Stéfanie von Hlatky is the Canada Research Chair in Gender, Security, and the Armed Forces and a full professor in the Department of Political Studies at Queen’s University. Kerry Buck was Canada’s ambassador to NATO and is a board member at the CDA Institute.
NATO heads of state and government are gathering in Washington, D.C., this week to update their strategic priorities and convey the continued relevance of the alliance, celebrating its 75th anniversary with pomp. By traditional metrics, NATO is a robust and successful international organization. Not only has it managed to survive for more than seven decades, it has grown from an alliance of 12 member states to 32 allies and counting (Sweden being the latest member).
What explains the alliance’s endurance?
Pooling resources and defence capabilities is certainly part of the story, and this has been an advantageous bargain for Canada, just as NORAD has been. NATO has combined defence spending of almost US$1.5-trillion in 2024. However high this figure might seem, though, it is the shared values and principles enshrined in NATO’s foundational treaty that keep the alliance on a growth trajectory. If military strength alone mattered, then Russia and China would have an easier time making friends.
Russia and NATO are not in a popularity contest, but if they were, it would not be a close one. However, NATO’s strategic competitors have caught on to the alliance’s appeal and want to fracture it. Russia has been deterred from invading a NATO country to date, but Moscow is hell-bent on challenging NATO’s position as a pre-eminent military organization. The easiest way to do this while engaging in a full-fledged and brutal war in Ukraine is by aggressively attempting to undermine NATO values.
Every day, as Russia continues its devastating war in Ukraine, it is also attacking the rules-based order that has made Canada secure and prosperous since the end of the Second World War. Russia’s horrendous bombing of a children’s hospital in Kyiv on July 8 is yet another grave violation of international humanitarian law. Every day, Russia is more directly attacking Canada and its allies through cyber-attacks and relentless disinformation meant to undermine public trust in our democratic institutions and further polarize our societies. For example, Russia has resorted to technology-facilitated gender-based violence, deliberately targeting women through online harassment and threats, stoking the flames of gender-based hatred in the West in the process. Incidents of women in the public sphere being hounded or antagonized have been on the rise in recent years, which has a chilling effect on women’s political participation. When people in our societies decide not to run for office or quit politics out of fear for their safety, our democracy and way of life are seriously compromised.
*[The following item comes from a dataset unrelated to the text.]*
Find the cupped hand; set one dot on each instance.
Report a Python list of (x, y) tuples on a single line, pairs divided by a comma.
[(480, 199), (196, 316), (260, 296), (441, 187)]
This must stop.
To this end, NATO leaders endorsed the Women, Peace, and Security Policy on July 10, explicitly recognizing that when women’s rights are protected, countries are more secure. This renewed NATO commitment mirrors Canada’s own efforts to advance gender equality, as we released a National Action Plan on Women, Peace, and Security earlier this year.
These NATO (and Canadian) values contribute tangibly to lasting peace and stability and are fundamental to the health of democracies worldwide. We know that countries that fail women also fail as states; they are more violent and poorer as a result. Russia is fuelling the global backlash against women’s rights and human rights through toxic propaganda as another way to undercut Western states and NATO as an alliance.
These types of hybrid warfare tactics were explicitly called out in NATO’s 2022 Strategic Concept, a capstone document reflecting the consensus of the allies. It notes that “strategic competitors test our resilience and seek to exploit the openness, interconnectedness and digitalization of our nations.” This was further reinforced by U.S. Secretary of State Antony Blinken in a kick-off event to the 2024 summit, as he stated the abuse of women online “is a threat to the health of our democracies, and we’re taking steps to push back.”
By studying the war in Ukraine, NATO has learned that targeted disinformation campaigns have tracked closely to conventional attacks on the ground. Disinformation is not just operating below the surface of the conflict; it has been fully weaponized as part of this ground war in Europe.
For its 75th anniversary, NATO allies are not only bolstering their collective defences (which are essential to the territorial integrity of all 32 members), but they are also reaffirming the values, principles and ideals that have kept NATO going since 1949. NATO is a political and military alliance – it can only live to be 100 if it prioritizes both defences and values. It has to heed both sides of the coin.